The Rev’d Eleanor McLaughlin, Ph.D. Vicar, Christ Church, S. Barre, MA
The author’s argument:
1. The controversy re same-sex marriage is about heterosexual marriage, not just about gay issues.
2. The ‘gay agenda’ fundamentally undermines traditional Christian marriage in grounding arguments upon the secular culture’s “ethic of intimacy” --individualistic and personalist deconstruction of “classical Christian marriage” replacing procreation with personal satisfaction as ‘end’ of marriage. This trajectory of individualism is already evident in canon changes which admitted divorce and remarriage and the ordination of women to the priesthood.
3. That gay unions cannot be “Marriages”:
-- homosexual relationships are constituted only by “erotic love and genital acts” (17), not by Covenant with God, for God has instituted marriage of the two sexes, which in ‘difference’ and complementarity’ , in the God given roles of husband and wife reflects typologically the relationship between the Lordship of Christ and the Church. There is no marriage absent this hierarchical ordering of the sexes “The bond between wife and husband becomes at best a benevolent monarchy...”and he shall rule over you.”(48).
--primacy of genital sex acts for gay relationships violates the biblical teaching, citing Tikva Frymer-Kensky, ”Biblical thought does not see sexuality as a gift of God.(my emphasis)To the bible, the sexual and divine realms have nothing to do with each other.”(54) That the biblical proscription of homosexuality Noll sees as ”part of the biblical refusal to mix sexuality and spirituality.”(55)
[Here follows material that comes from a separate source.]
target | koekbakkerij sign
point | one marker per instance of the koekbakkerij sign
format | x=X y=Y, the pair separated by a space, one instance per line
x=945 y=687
--”Relationality” within marriage cannot exist without “headship”, and in a same-sex relationship the essential character of male initiative and female receptivity, given biologically, is absent. That same sex unions, by definition lacking difference and complementarity are incapable of genuine relationality for “...God has provided only one design for the union of persons.”(47) “Egalitarian homosexuality requires one partner to play the role of the opposite sex...” (My emphasis) Procreation and hierarchically arranged gender roles embody that “one design”.
4. The project of gay “marriage” threatens the health of society:
--in undermining the divinely ordained and biologically ordered difference and hierarchy between the sexes, “will only further corrode the place of marriage in contemporary society, and the whole liberationist project of which it is a part will eventually come to grief.”(53)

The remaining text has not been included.